CIFS: VFS: reconnect tcon failed rc = -11
11:22:18 - Kernel Memory Corruption
BUG: Bad page state in process tdarr-ffmpeg pfn:a1af35
page: refcount:0 mapcount:0 mapping:00000000438f9be4 index:0x0 pfn:0xa1af35
aops:cifs_addr_ops [cifs] ino:2f15 dentry name(?):"Alice Through the Looking Glass (2016) Remux-1080p-TdarrCacheF"

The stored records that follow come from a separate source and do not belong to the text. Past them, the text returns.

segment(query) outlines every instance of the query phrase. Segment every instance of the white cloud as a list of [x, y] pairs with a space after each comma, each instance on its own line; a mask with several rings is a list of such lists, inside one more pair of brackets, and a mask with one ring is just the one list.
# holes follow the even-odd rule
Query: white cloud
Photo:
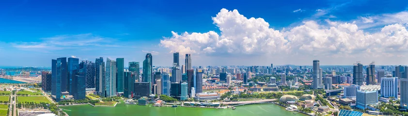
[[355, 22], [306, 21], [281, 31], [269, 28], [262, 18], [248, 18], [236, 10], [225, 9], [212, 20], [220, 35], [213, 31], [181, 34], [172, 31], [173, 36], [160, 40], [160, 45], [170, 52], [222, 56], [382, 57], [405, 56], [408, 52], [408, 31], [398, 23], [369, 33]]

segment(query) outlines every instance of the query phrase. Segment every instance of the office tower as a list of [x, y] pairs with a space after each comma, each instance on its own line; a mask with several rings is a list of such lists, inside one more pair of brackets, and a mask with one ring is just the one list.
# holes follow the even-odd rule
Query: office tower
[[41, 88], [44, 91], [51, 91], [51, 76], [52, 74], [48, 72], [41, 72]]
[[408, 105], [408, 79], [402, 78], [400, 80], [400, 89], [401, 92], [400, 106], [404, 108], [407, 108]]
[[174, 66], [172, 68], [172, 83], [181, 82], [181, 70], [177, 66]]
[[378, 102], [378, 93], [377, 90], [357, 90], [356, 106], [360, 109], [365, 109], [367, 106]]
[[282, 80], [282, 85], [286, 85], [286, 75], [284, 73], [282, 73], [281, 75], [281, 80]]
[[132, 94], [133, 94], [133, 89], [135, 88], [135, 79], [133, 79], [132, 72], [124, 72], [124, 86], [123, 86], [123, 96], [127, 98], [132, 98]]
[[92, 61], [88, 60], [81, 62], [83, 65], [85, 73], [85, 87], [87, 88], [95, 88], [95, 65]]
[[270, 80], [270, 84], [276, 84], [276, 78], [270, 77], [269, 77], [269, 80]]
[[161, 94], [161, 79], [156, 80], [156, 85], [157, 85], [157, 89], [156, 89], [156, 93], [157, 94]]
[[151, 93], [152, 86], [150, 82], [135, 82], [134, 83], [135, 88], [133, 89], [133, 93], [135, 96], [133, 98], [135, 99], [139, 99], [142, 97], [149, 97]]
[[381, 79], [385, 77], [385, 72], [384, 70], [380, 70], [377, 72], [377, 81], [381, 83]]
[[129, 62], [129, 71], [132, 72], [133, 78], [135, 80], [139, 80], [140, 76], [140, 66], [139, 62]]
[[116, 61], [106, 58], [106, 76], [105, 76], [105, 97], [116, 95]]
[[[188, 87], [188, 91], [191, 91], [191, 87], [194, 87], [194, 70], [187, 70], [187, 86]], [[191, 96], [191, 95], [190, 95]]]
[[331, 89], [331, 77], [329, 76], [326, 77], [326, 78], [325, 78], [325, 89], [328, 90]]
[[100, 57], [95, 60], [95, 91], [101, 96], [105, 96], [105, 62], [103, 58]]
[[220, 81], [225, 82], [227, 81], [227, 72], [220, 73]]
[[357, 62], [353, 66], [353, 84], [361, 86], [363, 82], [362, 65]]
[[162, 84], [161, 84], [161, 94], [170, 96], [170, 85], [171, 84], [171, 82], [170, 82], [170, 76], [169, 75], [168, 73], [163, 73], [163, 77], [161, 78], [161, 83], [162, 83]]
[[[68, 73], [68, 75], [66, 76], [66, 80], [65, 81], [66, 82], [66, 89], [63, 89], [63, 87], [61, 87], [61, 88], [63, 89], [62, 89], [63, 91], [65, 91], [66, 90], [69, 92], [70, 95], [72, 95], [72, 93], [71, 92], [72, 90], [71, 85], [72, 85], [72, 78], [75, 78], [74, 76], [75, 76], [75, 74], [72, 72], [72, 71], [74, 70], [73, 67], [74, 65], [78, 64], [79, 64], [79, 59], [75, 58], [68, 58], [68, 65], [67, 66], [67, 73]], [[63, 81], [62, 80], [62, 82]]]
[[313, 77], [313, 83], [312, 84], [313, 89], [317, 89], [320, 86], [320, 61], [318, 60], [313, 60], [313, 73], [312, 74]]
[[357, 89], [359, 89], [359, 86], [352, 85], [344, 87], [344, 97], [345, 98], [355, 98]]
[[187, 71], [187, 70], [186, 70], [186, 65], [181, 65], [181, 73], [185, 73], [186, 71]]
[[179, 98], [181, 93], [181, 86], [178, 82], [172, 83], [171, 87], [170, 87], [171, 97], [179, 100], [180, 99]]
[[196, 93], [203, 92], [203, 73], [202, 69], [197, 69], [196, 71]]
[[123, 92], [124, 72], [125, 71], [125, 59], [124, 58], [116, 58], [116, 91]]
[[[149, 82], [150, 83], [150, 87], [149, 88], [150, 90], [150, 93], [152, 93], [152, 66], [150, 65], [150, 58], [147, 57], [149, 54], [146, 55], [146, 58], [143, 61], [143, 82]], [[150, 56], [151, 56], [151, 55]]]
[[365, 85], [375, 85], [376, 79], [374, 78], [374, 74], [376, 73], [376, 66], [374, 62], [368, 65], [365, 71], [367, 74], [367, 77], [365, 78]]
[[244, 82], [242, 82], [244, 85], [247, 85], [248, 83], [248, 74], [247, 72], [244, 73]]
[[193, 69], [191, 65], [191, 55], [189, 54], [186, 54], [186, 72], [188, 70]]
[[178, 52], [173, 53], [173, 63], [176, 64], [177, 67], [180, 66], [180, 61], [179, 60], [180, 57], [179, 55]]
[[383, 77], [381, 80], [381, 97], [398, 98], [398, 81], [397, 77]]
[[180, 100], [185, 101], [188, 99], [188, 86], [187, 83], [183, 82], [181, 83]]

11:23:21+ - RCU Stall Deadlock
rcu: INFO: rcu_preempt detected stalls on CPUs/tasks:
rcu: Tasks blocked on level-0 rcu_node (CPUs 0-15): P456776
task:ffprobe state:R running task
11:26:40+ - System Deadlock
INFO: task NetworkManager:1806 blocked for more than 122 seconds
INFO: task tailscaled:188215 blocked for more than 122 seconds
INFO: task ThreadPoolForeg:125721 blocked for more than 122 seconds
11:46:56 - Display Issues (Symptom)
qt.qpa.wayland: There are no outputs - creating placeholder screen
kwin_wayland_drm: atomic commit failed: Invalid argument
Root Cause Analysis
Primary Cause: CIFS + Transcoding Interaction
- Network instability to NAS (10.10.0.35) starting at 11:05
- Tdarr container streaming large video file (10GB+ remux) over CIFS during transcoding
- Kernel memory corruption in CIFS address operations during heavy I/O
- RCU deadlock preventing kernel from completing critical operations
- System-wide hang affecting all processes including desktop environment
Contributing Factors
- No container resource limits - Tdarr could consume unlimited memory
- Mapped node architecture - Forces streaming large files over network during processing
- Aggressive CIFS buffers - 16MB buffers under memory pressure
- Inadequate timeout handling - 90-second hangs before retry attempts
- No interruption capability - Kernel couldn't abort hung CIFS operations
Why Hard Reboot Was Required
The kernel reached a state where:
- RCU subsystem deadlocked - Critical kernel operations couldn't complete
- NetworkManager blocked - Network stack unresponsive
- Memory management corrupted - Page allocation failures
- Display driver affected - GPU operations failed due to kernel issues
Normal shutdown impossible due to kernel-level deadlock.
Evidence Summary
System Recovered Cleanly
- After reboot at 11:58:56 - All services started normally
- No hardware failures - All components functional
- Memory test clean - 62GB available, no corruption detected
- KDE Plasma working - Desktop environment fully operational
KDE Plasma Was Victim, Not Cause
- Wayland errors were symptoms - Display issues occurred after kernel problems
- No Plasma-specific crashes - No segfaults or application failures in logs
- Recovery immediate - Desktop worked perfectly after reboot
Recommended Actions
Immediate (Prevent Recurrence)
- Implement Tdarr container resource limits - Prevent memory exhaustion
- Update CIFS mount options - Better timeout and error handling
- Convert to unmapped Tdarr node - Eliminate CIFS streaming during transcoding
Monitoring (Early Detection)
- CIFS error monitoring - Detect network issues before escalation
- Container resource monitoring - Alert on memory/CPU exhaustion
- RCU stall detection - Kernel deadlock early warning
Architecture (Long-term Stability)
- Unmapped transcoding architecture - Process files locally on NVMe cache
- Gaming-aware scheduling - Prevent resource conflicts
- Automated recovery procedures - Handle network issues gracefully
Key Learnings
- Network storage + intensive I/O = risk - CIFS streaming large files during transcoding can trigger kernel issues
- Container resource limits critical - Unlimited resources can destabilize entire system
- Timeouts prevent hangs - Proper timeout configuration prevents 90-second deadlocks
- Desktop symptoms != desktop cause - Display issues often indicate deeper system problems
Files Created
tdarr-container-fixes.md- Specific container configuration changescifs-mount-resilience-fixes.md- CIFS mount option improvementscrash-analysis-summary.md- This comprehensive analysis
Next Steps
Implement the recommendations in the order specified in the individual fix documents:
- Phase 1: Immediate fixes to prevent crashes
- Phase 2: Architecture migration for stability
- Phase 3: Production hardening and monitoring
The system is currently stable, but without these changes, similar crashes are likely when processing large files over network storage during periods of network instability.